Note that we are passing `sklearn.model_selection.KFold(5, shuffle=True, random_state=1234)` to the `cv` argument rather than leaving it to its default. This is because, sometimes the data is structured (sorted by some value) and this way we are able to ensure that the folds are properly shuffled. Failing to do this causes *very* unreliable results from the cross validation process.

Once fit, we can examine the results to determine what value of $\alpha$ was chosen as well as examine the calculated mean of the rmses.

In [None]:
print(gs.best_params_)

To evaluate this model we can access the best_estimator_ model object and use it to obtain an rmse for our validation data.

In [None]:
model_fit(gs.best_estimator_, X_test_matrix, y_test, plot=True)

---

### 🚩 Exercise 13

How does this model compare to the performance of our baseline model? Is it better or worse?

---

Add your text solution here

---

### 🚩 Exercise 14

How do the model coefficient for this model compare to the base line model? Hint - be careful about which baseline model you compare with.

---

Add your text solution here


To further explore this choice of  αα , we can collect relevant data about the folds and their performance from the cv_results_ attribute. In this case we are particularly interested in examining the mean_test_score and the split#_test_score keys since these are used to determine the optimal  αα .

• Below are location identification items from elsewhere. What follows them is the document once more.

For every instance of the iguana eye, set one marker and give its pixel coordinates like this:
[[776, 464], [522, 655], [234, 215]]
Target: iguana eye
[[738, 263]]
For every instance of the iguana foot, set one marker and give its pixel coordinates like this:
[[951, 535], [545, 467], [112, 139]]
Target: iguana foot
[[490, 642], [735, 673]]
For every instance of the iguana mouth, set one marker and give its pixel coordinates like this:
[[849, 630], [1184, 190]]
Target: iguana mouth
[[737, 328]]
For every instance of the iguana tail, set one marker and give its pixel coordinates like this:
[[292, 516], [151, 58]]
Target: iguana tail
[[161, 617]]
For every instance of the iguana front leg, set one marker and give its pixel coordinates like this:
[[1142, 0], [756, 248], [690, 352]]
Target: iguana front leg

In the code below we extract these data into a data frame by selecting our columns of interest along with the  αα  values used (and transform negative rmse values into positive values).

In [None]:
cv_res = pd.DataFrame(
    data = gs.cv_results_
).filter(
    # Extract the split#_test_score and mean_test_score columns
    regex = '(split[0-9]+|mean)_test_score'
).assign(
    # Add the alphas as a column
    alpha = alphas
)

cv_res.update(
    # Convert negative rmses to positive
    -1 * cv_res.filter(regex = '_test_score')
)

This data frame can then be used to plot $\alpha$ against the mean root mean squared value over the 5 folds, to produce the following plot.

In [None]:
sns.lineplot(x='alpha', y='mean_test_score', data=cv_res)
plt.show()

In [None]:
d = cv_res.melt(
    id_vars=('alpha','mean_test_score'),
    var_name='fold',
    value_name='rmse'
)

sns.lineplot(x='alpha', y='rmse', color='black', data = d)  # Plot the mean rmse +/- the std dev of the rmse.
sns.lineplot(x='alpha', y='rmse', hue='fold', data = d) # Plot the curves for each fold
plt.show()

---

## 7. Competing the worksheet

At this point you have hopefully been able to complete all the preceeding exercises. Now 
is a good time to check the reproducibility of this document by restarting the notebook's
kernel and rerunning all cells in order.

Once that is done and you are happy with everything, you can generate your PDF and turn it in on gradescope under the `mlp-week05` assignment.